In the last couple of years, my Data Science attention went mostly towards text (NLP / NLU), but that does not prevent me from playing around with video. Inspired by Trump’s response to his Corona approach and Jim Carrey vs Allison Brie, see my first attempt at playing with DeepLearning for video and DeepFakes.
While it is by no means perfect. I must say that I am very impressed with how easy it was to accomplish this result. In my opinion, it is therefore a good example of the Democratization of AI. Although these trends carry risks (from Fake News to Garbage in / out), am I a big believer that this trend will bring us more good than bad.
It took me four days of training time, well not me, my computer (MSI Prestige with NVIDIA GTX1070). While it was crunching, I was actually away for the weekend. Personally, I think I didn’t spend more than two or three hours working on it. Where most of my time went into taking a video of myself creating training data, and some after effects.
Another trend that is emerging is a greater focus on efficiency. Days / weeks / months of training and pretrained models that consist of billions of parameters; GBs, or even TBs, in size, are not always easy and quick to get into production. While only when algorithms are in production, they can add value. A while back I heard that only 20% of the algorithms go into production. When I look at my years as a data scientist consultant, I’ve seen quite some organizations that didn’t even reach 20%. But that’s a story for another time.
For now let’s get back to DeepFake. Or how you can do this by yourself! This is not going to be a detailed tutorial, but more the steps I took and stuff I learned from it. You also don’t need to be very techy to be able to do this!

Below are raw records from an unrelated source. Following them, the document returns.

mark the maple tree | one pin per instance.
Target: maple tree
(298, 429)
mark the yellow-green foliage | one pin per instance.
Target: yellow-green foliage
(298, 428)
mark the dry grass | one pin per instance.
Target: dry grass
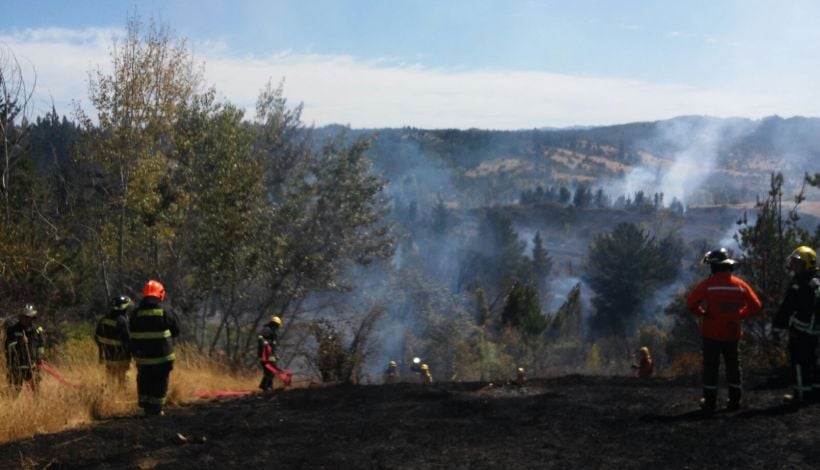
(57, 407)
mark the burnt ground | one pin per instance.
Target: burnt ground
(567, 422)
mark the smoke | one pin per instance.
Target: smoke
(680, 157)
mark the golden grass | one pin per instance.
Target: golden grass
(57, 407)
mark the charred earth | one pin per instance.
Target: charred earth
(566, 422)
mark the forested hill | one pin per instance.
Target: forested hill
(481, 167)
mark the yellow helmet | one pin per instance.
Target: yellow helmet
(806, 255)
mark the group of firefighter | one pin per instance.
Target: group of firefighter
(145, 333)
(721, 301)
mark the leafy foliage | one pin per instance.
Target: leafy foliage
(624, 267)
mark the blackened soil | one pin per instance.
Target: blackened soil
(568, 422)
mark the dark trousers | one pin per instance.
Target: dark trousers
(152, 386)
(803, 355)
(267, 379)
(712, 350)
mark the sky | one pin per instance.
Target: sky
(512, 64)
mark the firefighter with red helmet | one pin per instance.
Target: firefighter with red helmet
(721, 301)
(113, 337)
(266, 351)
(25, 350)
(645, 366)
(153, 330)
(800, 313)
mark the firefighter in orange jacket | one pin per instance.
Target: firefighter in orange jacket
(266, 352)
(721, 301)
(800, 313)
(153, 330)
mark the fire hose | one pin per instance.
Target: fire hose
(57, 376)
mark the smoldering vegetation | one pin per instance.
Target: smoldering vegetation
(466, 207)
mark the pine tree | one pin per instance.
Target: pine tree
(541, 264)
(624, 268)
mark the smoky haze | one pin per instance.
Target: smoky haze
(441, 183)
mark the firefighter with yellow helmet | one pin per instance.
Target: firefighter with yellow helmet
(391, 375)
(25, 350)
(800, 313)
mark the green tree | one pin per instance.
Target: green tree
(130, 150)
(495, 257)
(223, 177)
(624, 267)
(541, 264)
(765, 246)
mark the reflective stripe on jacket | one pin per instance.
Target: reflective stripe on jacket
(112, 336)
(19, 355)
(723, 300)
(799, 308)
(152, 333)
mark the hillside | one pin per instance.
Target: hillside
(475, 167)
(566, 422)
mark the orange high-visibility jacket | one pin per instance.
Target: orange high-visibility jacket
(723, 300)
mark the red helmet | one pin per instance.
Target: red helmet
(154, 289)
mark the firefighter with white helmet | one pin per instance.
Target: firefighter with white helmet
(721, 301)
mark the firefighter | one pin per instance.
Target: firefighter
(520, 377)
(266, 351)
(391, 375)
(153, 330)
(112, 337)
(721, 301)
(800, 313)
(644, 367)
(425, 375)
(25, 350)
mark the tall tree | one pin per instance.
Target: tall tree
(765, 246)
(495, 256)
(15, 120)
(541, 264)
(624, 268)
(130, 150)
(224, 178)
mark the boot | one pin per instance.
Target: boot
(707, 403)
(735, 394)
(792, 399)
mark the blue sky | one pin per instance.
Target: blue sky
(434, 64)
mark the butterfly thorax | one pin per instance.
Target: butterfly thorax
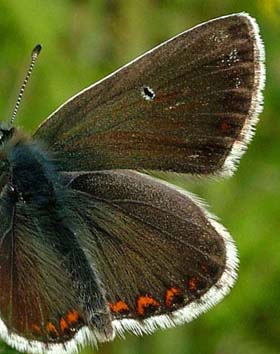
(26, 171)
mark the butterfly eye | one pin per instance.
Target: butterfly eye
(6, 134)
(148, 93)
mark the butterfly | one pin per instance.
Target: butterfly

- Find a video where you want to put a / your face on.
- Create a video of around 20 minutes of yourself. I just recorded myself while I was working. I actually found the video while I was recording, looking back, I would definitely first find the video. The reason is quite simple, if you imitate the destination video, the results will be better.
- Some tips:
- Try to get the lighting the same (mine was too light),
- imitate speech (as i was filming while working, I didn’t really speak, so in the results my teeth are somewhat blurry and Jeroen Scott doesn’t articulate very well)
- maybe shave the same as the person you’re imitating.
- Then go through the batch files:
- clear workspace.bat
- extract images from video data_src
- extract images from video data_dst FULL FPS.bat
- data_src faceset extract.bat
- data_dst faceset extract.bat
- train SAEHD.bat
I used the SAEHD for training, there are other options, but from all the blogs I read, this one was use most.
- TIP: go away for the weekend. your computer will make a lot of noise. You won’t be able to concentrate on other stuff without earplugs. My main question here was: how long do I need to train, and I found multiple answers. One said three to seven days (wow big help), another said until you reach a loss of 0.02. Well I got to 0.16 after four days, the next day I needed to go work again and didn’t want to be distracted by the noise of my computer so I stopped. (You can always pick up the training at a later stage!) and I am quite happy with the results.
- merge SAEHD.bat
- merged to mp4.bat. There is an interactive shell which allows you to alter things like the size of your head (I didn’t need to change), skin color (ended up using mix-m) and other stuff. The secret here: almost nobody knows what is really happening here, just try some stuff out.